The rhetorical question addressed by a panel at the Australian Directors Guild conference in Sydney on Thursday was: Do We Really Need Directors?

Aside from the obvious affirmation of the directors’ pivotal role in the creative process, there were some telling observations from the panellists.

Veteran filmmaker Fred Schepisi asserted the director’s power is at its peak from the first day of the shoot until the last day, but after that the producers or US studio can assert control. The director can fire any cast member in the first three weeks, he said, but any attempt to do so after that would probably result in the director getting the bullet.

He recalled that half the $US9 million budget for Last Orders, his 2001 drama about a bunch of guys mourning the death of their mate of 50 years, promised from a German film fund never materialised.

In the final week of shooting Schepisi had not received a cent. The cast and crew threatened to sue the producer who was supposed to access the German fund and, said Fred, “I sort of got paid.”

In a discussion about the difficulties of being both a producer and distributor, Schepisi fired a broadside at Screen Australia, noting tartly that a recent  application for funding was rejected because he applied as a producer and the agency did not regard him as a producer.

Schepisi said he reminded the agency he had both produced and directed a large slate of films including The Devil’s Playground, The Chant of Jimmie Blacksmith, Last Orders, Six Degrees of Separation and The Russia House.

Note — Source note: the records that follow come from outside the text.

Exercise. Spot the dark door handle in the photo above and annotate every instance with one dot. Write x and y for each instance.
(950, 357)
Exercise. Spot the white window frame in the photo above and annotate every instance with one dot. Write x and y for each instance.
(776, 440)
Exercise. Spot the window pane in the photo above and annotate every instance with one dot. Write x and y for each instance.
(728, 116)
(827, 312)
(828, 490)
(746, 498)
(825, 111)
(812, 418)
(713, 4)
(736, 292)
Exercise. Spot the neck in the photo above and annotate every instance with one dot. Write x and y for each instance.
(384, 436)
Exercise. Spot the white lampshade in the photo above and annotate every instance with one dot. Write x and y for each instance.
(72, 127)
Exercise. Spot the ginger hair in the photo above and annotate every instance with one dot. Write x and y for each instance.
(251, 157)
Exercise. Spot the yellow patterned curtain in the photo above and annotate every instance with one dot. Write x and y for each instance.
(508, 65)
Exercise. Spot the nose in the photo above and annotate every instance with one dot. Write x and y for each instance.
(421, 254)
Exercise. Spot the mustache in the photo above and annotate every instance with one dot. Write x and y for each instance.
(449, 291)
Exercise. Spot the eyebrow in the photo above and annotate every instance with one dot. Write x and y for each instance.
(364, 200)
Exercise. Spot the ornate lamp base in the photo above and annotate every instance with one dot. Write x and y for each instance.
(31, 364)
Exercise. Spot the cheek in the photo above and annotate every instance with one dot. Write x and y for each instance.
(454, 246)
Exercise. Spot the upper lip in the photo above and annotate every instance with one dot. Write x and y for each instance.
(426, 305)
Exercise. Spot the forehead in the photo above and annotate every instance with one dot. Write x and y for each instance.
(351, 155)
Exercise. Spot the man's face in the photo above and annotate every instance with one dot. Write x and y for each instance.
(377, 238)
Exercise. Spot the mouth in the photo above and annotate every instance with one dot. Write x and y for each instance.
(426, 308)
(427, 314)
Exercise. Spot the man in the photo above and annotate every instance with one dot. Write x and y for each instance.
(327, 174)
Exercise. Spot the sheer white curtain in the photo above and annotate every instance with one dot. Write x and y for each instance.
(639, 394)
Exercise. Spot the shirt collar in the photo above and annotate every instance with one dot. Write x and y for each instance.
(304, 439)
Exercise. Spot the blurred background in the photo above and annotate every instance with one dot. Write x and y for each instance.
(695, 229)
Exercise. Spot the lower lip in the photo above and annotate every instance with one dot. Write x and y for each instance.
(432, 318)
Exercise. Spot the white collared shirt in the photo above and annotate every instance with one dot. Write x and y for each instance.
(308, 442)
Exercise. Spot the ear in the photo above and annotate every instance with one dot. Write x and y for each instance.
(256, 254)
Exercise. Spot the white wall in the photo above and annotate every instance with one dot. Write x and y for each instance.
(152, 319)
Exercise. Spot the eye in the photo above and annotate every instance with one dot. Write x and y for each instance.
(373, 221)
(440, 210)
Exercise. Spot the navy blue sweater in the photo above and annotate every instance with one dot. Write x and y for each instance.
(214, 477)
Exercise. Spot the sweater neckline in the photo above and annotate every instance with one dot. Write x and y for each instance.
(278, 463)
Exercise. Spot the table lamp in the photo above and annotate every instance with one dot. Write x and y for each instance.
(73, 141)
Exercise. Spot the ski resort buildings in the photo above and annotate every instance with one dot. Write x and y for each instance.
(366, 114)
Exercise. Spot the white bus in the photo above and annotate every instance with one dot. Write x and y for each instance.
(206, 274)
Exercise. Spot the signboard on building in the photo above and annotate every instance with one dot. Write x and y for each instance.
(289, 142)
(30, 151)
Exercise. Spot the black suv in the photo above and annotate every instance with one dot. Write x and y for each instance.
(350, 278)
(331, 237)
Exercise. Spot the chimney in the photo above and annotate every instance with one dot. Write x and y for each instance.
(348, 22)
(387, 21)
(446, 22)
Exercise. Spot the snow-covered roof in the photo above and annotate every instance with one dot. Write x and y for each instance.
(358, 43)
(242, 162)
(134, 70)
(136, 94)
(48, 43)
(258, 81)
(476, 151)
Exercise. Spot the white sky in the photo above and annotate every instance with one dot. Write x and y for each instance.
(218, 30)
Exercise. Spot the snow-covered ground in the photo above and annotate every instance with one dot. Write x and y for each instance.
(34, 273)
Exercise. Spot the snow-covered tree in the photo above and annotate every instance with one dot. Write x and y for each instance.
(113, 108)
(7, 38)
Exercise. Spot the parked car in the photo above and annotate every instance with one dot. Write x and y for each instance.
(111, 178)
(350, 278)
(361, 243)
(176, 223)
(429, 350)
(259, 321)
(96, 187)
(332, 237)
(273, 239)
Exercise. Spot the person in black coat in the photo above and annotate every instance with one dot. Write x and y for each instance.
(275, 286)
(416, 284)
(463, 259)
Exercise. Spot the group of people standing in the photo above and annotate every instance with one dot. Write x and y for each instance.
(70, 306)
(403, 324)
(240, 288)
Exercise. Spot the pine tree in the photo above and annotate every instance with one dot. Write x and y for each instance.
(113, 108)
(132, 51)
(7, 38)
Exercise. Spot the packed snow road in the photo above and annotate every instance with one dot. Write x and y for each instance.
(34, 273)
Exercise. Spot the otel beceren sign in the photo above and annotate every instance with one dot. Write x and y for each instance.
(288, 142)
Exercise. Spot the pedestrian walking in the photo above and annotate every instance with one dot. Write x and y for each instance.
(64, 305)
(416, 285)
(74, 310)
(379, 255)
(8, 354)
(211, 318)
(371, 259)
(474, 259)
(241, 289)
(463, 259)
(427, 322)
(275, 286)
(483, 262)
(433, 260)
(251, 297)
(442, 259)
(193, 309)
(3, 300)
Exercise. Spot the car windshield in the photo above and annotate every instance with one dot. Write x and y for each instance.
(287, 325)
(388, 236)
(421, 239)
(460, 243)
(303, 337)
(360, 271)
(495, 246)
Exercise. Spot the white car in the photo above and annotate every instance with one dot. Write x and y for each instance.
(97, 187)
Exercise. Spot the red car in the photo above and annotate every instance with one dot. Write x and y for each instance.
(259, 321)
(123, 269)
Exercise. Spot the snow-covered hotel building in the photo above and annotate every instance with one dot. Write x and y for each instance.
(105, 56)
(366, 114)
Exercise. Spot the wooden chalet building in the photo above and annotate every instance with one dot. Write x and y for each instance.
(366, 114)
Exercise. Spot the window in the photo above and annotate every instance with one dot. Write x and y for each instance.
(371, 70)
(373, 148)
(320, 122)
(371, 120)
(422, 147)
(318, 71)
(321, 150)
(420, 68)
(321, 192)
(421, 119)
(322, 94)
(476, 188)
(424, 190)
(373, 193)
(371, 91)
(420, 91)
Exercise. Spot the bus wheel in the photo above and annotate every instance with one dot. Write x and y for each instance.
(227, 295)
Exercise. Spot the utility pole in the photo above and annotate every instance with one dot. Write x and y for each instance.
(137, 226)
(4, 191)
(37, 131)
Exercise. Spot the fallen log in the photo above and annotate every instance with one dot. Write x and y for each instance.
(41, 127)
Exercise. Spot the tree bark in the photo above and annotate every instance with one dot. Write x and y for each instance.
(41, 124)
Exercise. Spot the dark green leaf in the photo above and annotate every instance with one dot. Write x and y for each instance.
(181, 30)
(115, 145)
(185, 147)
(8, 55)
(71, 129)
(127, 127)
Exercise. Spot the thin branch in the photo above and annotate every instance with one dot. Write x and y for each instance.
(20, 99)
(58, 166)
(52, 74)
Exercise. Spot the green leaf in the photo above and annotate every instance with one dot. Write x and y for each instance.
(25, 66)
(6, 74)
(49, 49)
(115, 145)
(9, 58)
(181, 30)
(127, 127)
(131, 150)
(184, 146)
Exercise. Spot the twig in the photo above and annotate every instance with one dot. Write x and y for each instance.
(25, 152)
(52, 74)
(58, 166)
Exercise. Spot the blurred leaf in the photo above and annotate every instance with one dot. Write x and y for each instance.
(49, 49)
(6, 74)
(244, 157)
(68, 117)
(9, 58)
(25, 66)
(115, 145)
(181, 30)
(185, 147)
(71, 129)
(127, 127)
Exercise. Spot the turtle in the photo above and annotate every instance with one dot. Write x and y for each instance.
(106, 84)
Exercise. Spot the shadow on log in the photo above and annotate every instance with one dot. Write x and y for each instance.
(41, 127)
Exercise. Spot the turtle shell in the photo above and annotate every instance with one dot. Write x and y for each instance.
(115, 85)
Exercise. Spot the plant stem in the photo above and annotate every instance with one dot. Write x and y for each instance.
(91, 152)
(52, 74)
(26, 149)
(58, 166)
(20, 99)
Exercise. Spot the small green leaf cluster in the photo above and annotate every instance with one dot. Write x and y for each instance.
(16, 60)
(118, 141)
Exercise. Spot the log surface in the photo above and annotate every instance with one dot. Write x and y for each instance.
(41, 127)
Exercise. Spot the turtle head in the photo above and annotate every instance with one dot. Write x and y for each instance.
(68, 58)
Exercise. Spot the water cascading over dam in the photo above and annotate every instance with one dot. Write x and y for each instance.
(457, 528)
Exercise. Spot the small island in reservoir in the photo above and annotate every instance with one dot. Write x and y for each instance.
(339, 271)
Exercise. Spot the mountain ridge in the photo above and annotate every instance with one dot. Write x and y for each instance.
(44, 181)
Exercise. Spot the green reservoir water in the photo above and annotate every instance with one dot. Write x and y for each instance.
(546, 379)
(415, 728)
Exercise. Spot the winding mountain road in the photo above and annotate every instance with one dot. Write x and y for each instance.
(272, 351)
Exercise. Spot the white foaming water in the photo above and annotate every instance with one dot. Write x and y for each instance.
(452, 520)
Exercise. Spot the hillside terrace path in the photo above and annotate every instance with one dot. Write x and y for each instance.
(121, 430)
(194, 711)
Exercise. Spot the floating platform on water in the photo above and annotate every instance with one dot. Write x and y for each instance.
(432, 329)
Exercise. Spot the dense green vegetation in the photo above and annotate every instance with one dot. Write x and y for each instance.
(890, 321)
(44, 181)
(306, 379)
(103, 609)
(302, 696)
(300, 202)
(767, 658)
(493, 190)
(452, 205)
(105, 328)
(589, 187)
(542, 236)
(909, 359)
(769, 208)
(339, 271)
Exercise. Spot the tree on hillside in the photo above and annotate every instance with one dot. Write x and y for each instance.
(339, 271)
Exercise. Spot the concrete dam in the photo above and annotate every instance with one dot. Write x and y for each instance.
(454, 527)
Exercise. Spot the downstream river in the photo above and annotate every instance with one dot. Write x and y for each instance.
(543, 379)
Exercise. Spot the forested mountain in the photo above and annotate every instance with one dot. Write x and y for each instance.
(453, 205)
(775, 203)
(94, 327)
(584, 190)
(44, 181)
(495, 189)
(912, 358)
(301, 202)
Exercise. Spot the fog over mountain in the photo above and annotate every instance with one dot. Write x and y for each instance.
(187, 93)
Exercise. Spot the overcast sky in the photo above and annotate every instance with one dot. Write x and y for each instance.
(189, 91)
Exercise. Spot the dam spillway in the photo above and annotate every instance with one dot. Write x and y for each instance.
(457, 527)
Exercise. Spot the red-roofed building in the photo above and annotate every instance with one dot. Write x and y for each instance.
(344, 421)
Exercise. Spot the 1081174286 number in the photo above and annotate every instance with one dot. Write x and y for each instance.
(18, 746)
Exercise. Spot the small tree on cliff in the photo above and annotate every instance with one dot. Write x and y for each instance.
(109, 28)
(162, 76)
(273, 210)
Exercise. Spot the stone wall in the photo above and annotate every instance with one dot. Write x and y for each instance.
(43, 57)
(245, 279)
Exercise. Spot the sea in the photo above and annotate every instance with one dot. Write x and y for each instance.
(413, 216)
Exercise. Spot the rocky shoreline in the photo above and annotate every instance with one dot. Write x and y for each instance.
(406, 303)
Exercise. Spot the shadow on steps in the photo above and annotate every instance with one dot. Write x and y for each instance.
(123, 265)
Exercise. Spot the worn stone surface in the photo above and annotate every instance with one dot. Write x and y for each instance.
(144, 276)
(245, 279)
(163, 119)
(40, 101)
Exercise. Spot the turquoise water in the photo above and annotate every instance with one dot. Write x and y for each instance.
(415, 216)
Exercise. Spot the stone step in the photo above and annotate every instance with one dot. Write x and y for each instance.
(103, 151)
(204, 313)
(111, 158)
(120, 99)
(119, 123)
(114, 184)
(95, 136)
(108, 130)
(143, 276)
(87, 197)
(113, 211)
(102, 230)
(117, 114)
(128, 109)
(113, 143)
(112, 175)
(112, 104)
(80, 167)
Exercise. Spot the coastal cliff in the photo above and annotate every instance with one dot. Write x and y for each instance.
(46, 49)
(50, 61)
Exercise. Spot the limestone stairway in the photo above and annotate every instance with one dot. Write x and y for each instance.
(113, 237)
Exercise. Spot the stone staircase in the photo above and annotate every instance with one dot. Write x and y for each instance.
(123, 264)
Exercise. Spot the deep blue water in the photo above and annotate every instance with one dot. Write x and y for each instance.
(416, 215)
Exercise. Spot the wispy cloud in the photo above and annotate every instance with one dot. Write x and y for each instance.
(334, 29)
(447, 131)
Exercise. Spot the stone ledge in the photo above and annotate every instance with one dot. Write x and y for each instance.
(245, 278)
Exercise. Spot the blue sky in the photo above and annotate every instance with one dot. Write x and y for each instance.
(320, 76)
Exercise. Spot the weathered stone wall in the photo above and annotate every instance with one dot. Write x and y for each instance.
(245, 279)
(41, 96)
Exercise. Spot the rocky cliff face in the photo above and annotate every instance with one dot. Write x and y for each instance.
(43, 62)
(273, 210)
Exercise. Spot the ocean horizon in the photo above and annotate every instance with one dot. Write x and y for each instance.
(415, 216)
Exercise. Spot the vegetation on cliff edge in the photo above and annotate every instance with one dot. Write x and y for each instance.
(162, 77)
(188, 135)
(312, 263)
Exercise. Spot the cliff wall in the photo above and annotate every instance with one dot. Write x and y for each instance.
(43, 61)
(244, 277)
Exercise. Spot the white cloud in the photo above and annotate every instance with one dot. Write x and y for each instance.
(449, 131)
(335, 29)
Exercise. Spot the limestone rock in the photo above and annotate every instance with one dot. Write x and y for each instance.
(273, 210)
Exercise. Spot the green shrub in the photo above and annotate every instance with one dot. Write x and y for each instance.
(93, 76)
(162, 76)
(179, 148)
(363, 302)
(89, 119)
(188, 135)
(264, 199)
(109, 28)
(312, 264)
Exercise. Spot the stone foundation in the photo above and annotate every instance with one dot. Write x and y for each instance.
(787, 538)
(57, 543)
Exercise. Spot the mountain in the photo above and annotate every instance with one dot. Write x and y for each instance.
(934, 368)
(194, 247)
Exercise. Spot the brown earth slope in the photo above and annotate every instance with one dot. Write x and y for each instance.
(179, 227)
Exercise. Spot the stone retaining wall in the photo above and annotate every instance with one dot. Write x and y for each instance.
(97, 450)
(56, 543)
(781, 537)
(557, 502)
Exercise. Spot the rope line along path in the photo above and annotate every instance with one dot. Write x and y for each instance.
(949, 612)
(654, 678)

Schepisi urged the ADG to emulate its US counterpart Directors Guild of America by negotiating royalties for its members and giving directors first and second cut and the preview cut before the producer or studio gets involved. The ADG is seeking to be registered as a union with Fair Work Australia which would enable it to negotiate better terms and conditions.

Transmedia director/producer and ADG board member Michaela Ledwidge suggested the guild open its ranks to directors who work outside the system in areas such as interactive media and installations and reality games.

ADG executive director Kingston Anderson repeated his lament that many TV directors feel they are not respected and are earning the same money as five years ago.

Producer Brian Rosen, whose latest film is Sarah Spillane's Around the Block, said, “Directors are here to stay forever; you have to have someone who has a central vision.”

Rosen said the biggest problem facing the film industry is that most budgets make no provision for reshoots which the director discovers are warranted during post production. Reshoots can cost $20,000-$30,000 or up to $100,000 but there is no money left for that.

Veteran filmmaker Mike Thornhill accused the funding bodies of favouring producers, claiming, “It sets them up and it tears them down.”